Fatigue and Mental Status of Caregivers of Severely Chronically Ill Patients

Abstract EN

Background and Aims.

Fatigue is an unpleasant experience accompanied by functional deterioration involving both mental and physical factors.

Caregivers of patients with severe illnesses who require long-term treatment often experience marked physical and mental fatigue.

This study investigated the factors affecting fatigue among caregivers of patients with severe chronic diseases.

Methods.

The study enrolled 100 caregivers of patients providing home care nursing at a university hospital in Gyeonggi-do of Korea, including 47 caregivers caring for cancer patients and 53 caregivers caring for chronic disease patients (e.g., dementia, amyotrophic lateral sclerosis, and Parkinson’s disease).

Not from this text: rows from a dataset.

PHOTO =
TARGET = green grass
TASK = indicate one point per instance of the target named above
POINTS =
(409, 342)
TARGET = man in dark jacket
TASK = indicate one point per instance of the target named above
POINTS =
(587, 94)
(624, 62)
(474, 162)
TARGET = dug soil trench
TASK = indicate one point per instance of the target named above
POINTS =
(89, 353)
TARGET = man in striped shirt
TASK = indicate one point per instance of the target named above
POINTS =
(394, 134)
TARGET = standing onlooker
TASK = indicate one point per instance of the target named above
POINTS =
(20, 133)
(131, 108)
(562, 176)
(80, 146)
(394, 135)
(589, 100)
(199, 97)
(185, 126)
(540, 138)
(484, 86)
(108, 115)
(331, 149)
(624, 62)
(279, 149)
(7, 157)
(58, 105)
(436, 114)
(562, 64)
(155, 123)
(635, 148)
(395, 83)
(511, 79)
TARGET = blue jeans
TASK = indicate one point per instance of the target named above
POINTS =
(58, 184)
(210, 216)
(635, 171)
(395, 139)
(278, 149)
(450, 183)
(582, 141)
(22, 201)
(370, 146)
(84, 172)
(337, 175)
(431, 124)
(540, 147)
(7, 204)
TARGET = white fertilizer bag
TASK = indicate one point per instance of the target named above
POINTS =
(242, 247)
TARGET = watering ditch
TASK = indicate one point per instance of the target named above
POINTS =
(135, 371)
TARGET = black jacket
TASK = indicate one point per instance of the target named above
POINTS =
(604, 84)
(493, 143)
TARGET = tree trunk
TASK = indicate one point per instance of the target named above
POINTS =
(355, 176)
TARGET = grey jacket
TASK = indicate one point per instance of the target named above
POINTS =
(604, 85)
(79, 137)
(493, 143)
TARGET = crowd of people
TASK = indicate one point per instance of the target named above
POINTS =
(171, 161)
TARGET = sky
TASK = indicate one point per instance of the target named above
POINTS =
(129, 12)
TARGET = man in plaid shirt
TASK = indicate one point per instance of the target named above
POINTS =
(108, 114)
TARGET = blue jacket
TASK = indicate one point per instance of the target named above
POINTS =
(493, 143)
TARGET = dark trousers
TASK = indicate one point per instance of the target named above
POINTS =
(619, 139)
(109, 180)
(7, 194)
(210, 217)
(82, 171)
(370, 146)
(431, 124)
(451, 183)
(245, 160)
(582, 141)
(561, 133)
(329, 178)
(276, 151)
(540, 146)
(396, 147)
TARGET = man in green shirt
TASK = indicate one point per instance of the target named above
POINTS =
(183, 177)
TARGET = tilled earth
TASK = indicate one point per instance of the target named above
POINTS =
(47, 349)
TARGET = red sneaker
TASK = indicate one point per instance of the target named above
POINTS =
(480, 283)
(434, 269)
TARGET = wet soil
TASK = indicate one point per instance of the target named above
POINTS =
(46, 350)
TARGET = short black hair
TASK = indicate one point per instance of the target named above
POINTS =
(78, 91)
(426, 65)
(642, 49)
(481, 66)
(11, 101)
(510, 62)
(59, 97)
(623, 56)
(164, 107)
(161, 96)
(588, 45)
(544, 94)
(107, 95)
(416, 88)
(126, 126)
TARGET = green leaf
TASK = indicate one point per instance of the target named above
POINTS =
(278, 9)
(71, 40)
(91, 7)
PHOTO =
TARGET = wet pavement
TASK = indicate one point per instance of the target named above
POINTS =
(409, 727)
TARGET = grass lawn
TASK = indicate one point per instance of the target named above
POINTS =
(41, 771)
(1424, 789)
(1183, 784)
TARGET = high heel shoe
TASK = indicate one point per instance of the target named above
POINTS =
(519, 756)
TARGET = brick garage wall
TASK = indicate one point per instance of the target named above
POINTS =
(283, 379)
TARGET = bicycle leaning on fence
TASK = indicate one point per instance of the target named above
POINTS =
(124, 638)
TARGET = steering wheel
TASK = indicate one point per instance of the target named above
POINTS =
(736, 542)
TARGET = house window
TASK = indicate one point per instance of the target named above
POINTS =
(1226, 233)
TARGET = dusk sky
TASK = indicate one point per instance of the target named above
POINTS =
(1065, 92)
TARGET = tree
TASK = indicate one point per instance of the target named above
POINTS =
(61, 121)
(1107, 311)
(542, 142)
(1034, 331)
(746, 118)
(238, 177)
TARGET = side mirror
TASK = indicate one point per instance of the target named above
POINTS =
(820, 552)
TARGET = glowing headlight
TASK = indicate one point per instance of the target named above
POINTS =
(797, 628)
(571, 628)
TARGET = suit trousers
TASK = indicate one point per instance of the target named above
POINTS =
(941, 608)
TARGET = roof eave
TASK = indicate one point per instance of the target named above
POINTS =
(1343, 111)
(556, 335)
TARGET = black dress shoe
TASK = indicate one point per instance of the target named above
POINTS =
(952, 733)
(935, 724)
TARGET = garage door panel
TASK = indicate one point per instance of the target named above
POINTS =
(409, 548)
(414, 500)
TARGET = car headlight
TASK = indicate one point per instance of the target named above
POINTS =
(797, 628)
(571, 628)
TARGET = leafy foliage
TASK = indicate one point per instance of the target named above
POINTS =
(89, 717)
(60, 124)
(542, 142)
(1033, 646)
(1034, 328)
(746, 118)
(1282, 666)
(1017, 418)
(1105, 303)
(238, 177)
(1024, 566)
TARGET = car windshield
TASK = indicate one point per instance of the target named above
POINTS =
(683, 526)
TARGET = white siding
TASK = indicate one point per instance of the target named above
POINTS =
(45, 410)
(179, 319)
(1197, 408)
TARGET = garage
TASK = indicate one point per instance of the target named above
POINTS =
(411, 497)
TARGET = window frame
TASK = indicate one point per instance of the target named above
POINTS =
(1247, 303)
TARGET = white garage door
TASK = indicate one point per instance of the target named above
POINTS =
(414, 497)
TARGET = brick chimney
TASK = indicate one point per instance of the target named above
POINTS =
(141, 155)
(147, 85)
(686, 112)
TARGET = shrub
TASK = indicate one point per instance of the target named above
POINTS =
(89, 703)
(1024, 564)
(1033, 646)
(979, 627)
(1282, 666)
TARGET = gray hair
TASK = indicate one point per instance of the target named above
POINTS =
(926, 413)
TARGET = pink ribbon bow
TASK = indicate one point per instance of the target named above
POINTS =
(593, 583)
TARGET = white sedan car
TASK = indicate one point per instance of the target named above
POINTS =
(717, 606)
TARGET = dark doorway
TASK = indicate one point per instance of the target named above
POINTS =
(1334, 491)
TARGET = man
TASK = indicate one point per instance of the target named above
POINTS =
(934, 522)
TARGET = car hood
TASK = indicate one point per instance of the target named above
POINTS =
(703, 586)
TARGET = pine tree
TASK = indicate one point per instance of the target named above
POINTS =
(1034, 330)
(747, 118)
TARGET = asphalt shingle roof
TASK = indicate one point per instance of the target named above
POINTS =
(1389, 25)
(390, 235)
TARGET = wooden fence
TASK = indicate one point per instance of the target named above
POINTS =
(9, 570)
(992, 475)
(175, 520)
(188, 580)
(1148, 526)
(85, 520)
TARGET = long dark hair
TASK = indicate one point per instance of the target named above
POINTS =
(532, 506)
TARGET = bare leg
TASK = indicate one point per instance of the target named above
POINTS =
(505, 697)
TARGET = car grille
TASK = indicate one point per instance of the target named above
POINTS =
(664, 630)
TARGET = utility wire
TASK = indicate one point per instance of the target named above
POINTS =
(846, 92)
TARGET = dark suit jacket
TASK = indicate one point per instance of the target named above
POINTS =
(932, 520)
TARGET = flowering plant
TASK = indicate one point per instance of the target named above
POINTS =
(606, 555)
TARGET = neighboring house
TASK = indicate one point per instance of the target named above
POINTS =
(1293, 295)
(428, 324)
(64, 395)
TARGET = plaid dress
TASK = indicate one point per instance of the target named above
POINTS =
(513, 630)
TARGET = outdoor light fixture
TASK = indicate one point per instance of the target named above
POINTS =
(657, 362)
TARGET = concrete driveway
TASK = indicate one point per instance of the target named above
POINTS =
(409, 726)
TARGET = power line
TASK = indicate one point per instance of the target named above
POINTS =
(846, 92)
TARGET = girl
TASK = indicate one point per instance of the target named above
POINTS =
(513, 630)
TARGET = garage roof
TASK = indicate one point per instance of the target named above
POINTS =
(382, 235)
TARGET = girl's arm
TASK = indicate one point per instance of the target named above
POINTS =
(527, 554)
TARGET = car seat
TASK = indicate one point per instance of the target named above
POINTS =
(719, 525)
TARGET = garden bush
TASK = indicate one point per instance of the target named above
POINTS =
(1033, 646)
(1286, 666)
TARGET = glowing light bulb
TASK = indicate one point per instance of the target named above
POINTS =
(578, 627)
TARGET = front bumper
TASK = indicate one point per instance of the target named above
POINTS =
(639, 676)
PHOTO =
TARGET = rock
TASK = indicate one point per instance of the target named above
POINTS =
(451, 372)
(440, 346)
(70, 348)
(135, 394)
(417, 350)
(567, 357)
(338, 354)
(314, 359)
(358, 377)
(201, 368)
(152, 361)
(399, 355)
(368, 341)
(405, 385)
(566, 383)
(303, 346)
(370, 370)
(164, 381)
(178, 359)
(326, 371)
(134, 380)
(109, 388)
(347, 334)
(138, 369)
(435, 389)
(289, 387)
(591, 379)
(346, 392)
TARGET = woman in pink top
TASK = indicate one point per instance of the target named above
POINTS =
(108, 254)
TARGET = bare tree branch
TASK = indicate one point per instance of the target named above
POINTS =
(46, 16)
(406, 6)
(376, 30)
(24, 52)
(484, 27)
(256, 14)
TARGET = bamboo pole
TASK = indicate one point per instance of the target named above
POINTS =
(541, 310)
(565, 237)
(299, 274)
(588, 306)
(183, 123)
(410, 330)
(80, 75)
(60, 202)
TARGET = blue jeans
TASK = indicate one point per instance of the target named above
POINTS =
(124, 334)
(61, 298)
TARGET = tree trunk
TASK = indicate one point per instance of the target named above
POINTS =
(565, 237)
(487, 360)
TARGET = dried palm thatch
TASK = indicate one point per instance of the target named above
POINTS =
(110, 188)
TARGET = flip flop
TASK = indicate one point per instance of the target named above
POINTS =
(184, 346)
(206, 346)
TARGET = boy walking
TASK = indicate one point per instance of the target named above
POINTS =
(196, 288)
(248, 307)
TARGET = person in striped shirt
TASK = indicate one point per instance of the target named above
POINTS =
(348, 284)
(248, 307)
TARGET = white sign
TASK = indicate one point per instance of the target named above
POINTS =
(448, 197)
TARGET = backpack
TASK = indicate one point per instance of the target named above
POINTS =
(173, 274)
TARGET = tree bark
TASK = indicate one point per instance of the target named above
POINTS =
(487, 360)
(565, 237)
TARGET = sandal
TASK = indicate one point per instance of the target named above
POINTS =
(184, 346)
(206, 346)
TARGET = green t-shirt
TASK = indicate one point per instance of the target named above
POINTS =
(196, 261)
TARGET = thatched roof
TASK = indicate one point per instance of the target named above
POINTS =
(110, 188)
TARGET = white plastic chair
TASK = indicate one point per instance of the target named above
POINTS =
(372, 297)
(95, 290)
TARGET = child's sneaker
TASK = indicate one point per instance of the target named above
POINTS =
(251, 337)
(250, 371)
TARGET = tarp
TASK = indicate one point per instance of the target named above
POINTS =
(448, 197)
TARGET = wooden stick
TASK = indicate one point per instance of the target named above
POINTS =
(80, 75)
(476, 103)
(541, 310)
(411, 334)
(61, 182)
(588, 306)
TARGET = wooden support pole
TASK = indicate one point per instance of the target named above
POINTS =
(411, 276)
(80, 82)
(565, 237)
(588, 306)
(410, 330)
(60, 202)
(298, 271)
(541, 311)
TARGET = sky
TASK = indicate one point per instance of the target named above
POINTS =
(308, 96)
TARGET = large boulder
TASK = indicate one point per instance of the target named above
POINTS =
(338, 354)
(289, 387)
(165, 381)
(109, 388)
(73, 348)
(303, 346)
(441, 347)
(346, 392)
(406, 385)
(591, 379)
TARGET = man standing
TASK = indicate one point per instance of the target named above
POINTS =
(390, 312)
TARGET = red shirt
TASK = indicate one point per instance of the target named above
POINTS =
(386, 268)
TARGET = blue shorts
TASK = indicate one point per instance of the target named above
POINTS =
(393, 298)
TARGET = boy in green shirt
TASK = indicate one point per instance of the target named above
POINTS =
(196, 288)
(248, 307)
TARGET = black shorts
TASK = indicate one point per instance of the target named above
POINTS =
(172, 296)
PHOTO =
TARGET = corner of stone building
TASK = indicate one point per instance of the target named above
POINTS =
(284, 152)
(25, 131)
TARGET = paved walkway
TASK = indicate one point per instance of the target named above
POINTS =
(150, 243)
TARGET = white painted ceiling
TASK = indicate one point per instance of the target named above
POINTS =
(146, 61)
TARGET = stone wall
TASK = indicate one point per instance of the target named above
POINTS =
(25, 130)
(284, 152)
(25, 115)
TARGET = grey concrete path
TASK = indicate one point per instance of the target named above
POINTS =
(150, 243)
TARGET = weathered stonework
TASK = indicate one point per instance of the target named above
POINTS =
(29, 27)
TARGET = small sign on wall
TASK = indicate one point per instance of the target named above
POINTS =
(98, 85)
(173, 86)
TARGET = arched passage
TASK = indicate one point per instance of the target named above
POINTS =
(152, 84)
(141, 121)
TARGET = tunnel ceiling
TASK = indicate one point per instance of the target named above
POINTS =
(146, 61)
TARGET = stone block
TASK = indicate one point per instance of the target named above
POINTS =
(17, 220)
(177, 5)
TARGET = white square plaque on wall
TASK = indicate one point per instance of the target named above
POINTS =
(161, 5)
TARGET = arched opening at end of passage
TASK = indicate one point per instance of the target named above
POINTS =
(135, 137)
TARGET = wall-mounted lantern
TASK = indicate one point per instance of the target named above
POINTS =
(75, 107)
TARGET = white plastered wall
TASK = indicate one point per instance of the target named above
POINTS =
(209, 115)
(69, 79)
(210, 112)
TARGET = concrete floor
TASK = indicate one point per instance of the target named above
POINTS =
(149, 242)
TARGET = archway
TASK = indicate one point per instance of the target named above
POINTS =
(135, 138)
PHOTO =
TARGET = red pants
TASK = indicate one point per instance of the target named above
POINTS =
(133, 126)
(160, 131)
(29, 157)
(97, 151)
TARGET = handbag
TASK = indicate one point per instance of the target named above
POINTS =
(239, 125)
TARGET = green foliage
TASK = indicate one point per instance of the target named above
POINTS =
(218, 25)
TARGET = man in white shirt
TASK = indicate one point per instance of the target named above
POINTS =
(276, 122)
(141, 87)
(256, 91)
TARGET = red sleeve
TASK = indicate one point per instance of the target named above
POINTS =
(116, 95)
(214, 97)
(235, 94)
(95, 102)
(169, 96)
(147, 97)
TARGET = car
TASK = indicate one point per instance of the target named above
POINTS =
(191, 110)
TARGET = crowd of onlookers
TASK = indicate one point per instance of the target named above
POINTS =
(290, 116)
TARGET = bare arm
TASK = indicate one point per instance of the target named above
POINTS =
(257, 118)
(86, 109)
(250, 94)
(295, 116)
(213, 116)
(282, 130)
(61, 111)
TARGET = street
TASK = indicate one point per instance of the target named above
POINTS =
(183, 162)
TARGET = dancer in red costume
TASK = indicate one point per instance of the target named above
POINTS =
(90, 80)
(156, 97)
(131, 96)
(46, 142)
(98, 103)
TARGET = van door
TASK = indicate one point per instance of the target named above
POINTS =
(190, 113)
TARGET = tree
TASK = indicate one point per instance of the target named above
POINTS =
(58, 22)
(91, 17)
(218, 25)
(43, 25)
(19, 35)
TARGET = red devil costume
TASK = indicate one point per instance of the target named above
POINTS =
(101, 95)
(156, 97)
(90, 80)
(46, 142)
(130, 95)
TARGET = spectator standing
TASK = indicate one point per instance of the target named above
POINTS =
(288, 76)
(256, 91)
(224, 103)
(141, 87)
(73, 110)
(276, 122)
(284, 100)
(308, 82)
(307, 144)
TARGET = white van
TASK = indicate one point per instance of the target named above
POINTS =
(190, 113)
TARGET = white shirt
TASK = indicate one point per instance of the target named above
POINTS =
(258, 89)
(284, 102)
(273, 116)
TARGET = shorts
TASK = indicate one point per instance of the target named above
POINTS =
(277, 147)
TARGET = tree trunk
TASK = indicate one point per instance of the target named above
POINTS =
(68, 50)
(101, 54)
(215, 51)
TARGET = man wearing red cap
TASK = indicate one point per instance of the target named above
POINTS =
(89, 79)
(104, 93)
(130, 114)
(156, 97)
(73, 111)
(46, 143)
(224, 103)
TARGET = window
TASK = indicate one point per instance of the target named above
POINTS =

The degree of fatigue was measured using the Korean version of the multidimensional fatigue inventory (MFI-K).

Caregiver depression and anxiety were examined using the Hospital Anxiety and Depression Scale.

Results.

The average MFI-K score of all caregivers was 60.43 ± 13.77 and did not differ significantly between those caring for cancer patients and those caring for patients with severe chronic diseases (62.15 ± 13.27 vs.

58.49 ± 14.20, respectively, p=0.186).

The longer the disease duration, the greater the general and physical fatigue of the caregiver (r = 0.284, p=0.004).

However, caregiver mental fatigue did not differ according to disease duration (r = 0.169, p=0.094).

The main factors affecting caregiver general and physical fatigue were caregiver anxiety and depression and patient’s disease duration.

Conclusions.

The caregivers of patients with cancer or chronic severe illnesses experience high levels of fatigue: the longer the disease duration, the greater the degrees of depression, anxiety, and physical fatigue experienced by the caregivers.

Such caregivers need strategies to manage their fatigue and depression.